Der Deutsche Bundestag erkennt darüber hinaus an, dass vielen Betroffenen die Aufarbeitung ihrer politischen Verfolgung schwer fällt. Es kann mitunter Jahrzehnte dauern, bis sie sich dazu entschließen, ihre Vergangenheit zu bewältigen. Der Antrag auf strafrechtliche Rehabilitierung ist derzeit bis zum 31. Dezember 2019 möglich.
III. Der Deutsche Bundestag beschließt, die Bundesregierung aufzufordern,
- 1. darauf hinzuwirken, dass die Länder im Rahmen der Rehabilitierungsgesetze den Antragstellern auf eigenen Wunsch mündliche Anhörungen einräumen;
- 2. auch zukünftig die Kräfte und Ideen von Bund und Ländern im Interesse von haftgeschädigten SED-Opfern zu bündeln.

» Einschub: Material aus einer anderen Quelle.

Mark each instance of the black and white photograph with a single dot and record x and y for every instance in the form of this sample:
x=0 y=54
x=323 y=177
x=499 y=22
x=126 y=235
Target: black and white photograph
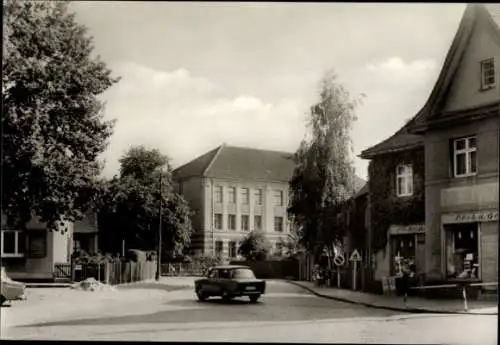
x=250 y=172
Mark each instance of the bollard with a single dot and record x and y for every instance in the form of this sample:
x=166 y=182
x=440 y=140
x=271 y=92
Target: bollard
x=464 y=294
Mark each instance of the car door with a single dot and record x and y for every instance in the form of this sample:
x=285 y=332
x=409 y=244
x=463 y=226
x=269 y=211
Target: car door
x=211 y=285
x=223 y=278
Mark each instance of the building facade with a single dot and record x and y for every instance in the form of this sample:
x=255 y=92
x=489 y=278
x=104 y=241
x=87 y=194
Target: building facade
x=457 y=135
x=396 y=205
x=460 y=127
x=233 y=191
x=33 y=253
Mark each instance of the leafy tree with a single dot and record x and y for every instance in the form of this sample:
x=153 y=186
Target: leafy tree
x=323 y=178
x=254 y=246
x=130 y=206
x=52 y=121
x=290 y=245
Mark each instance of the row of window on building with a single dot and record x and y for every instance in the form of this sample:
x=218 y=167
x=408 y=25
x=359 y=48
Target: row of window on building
x=462 y=250
x=278 y=196
x=233 y=248
x=245 y=222
x=464 y=164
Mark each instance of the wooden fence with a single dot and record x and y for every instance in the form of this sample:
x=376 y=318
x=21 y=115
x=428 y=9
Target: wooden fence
x=110 y=272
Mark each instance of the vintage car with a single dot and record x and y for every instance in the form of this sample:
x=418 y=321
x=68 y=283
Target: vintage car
x=9 y=289
x=228 y=282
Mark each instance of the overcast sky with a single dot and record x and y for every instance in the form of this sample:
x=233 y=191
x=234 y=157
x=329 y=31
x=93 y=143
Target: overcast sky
x=195 y=75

In diesem Zusammenhang sollte auch der Vorschlag des Landes Thüringen geprüft werden, dass die Länder einen "Gutachterpool" einrichten, in dem besonders geschulte und zertifizierte Gutachter erfasst sind, die die Spezifik der Haftfolgeschäden ehemaliger politischer Häftlinge kennen und sowohl die notwendige Sachkenntnis im Umgang mit traumatisierten SED-Opfern als auch die Kenntnis vom Repressionssystem in der SBZ/DDR haben;
- 3. rechtzeitig in Abstimmung mit den Ländern zu prüfen, ob die Frist nach § 7 Absatz 1 StrRehaG im Interesse der Opfer ganz gestrichen werden kann.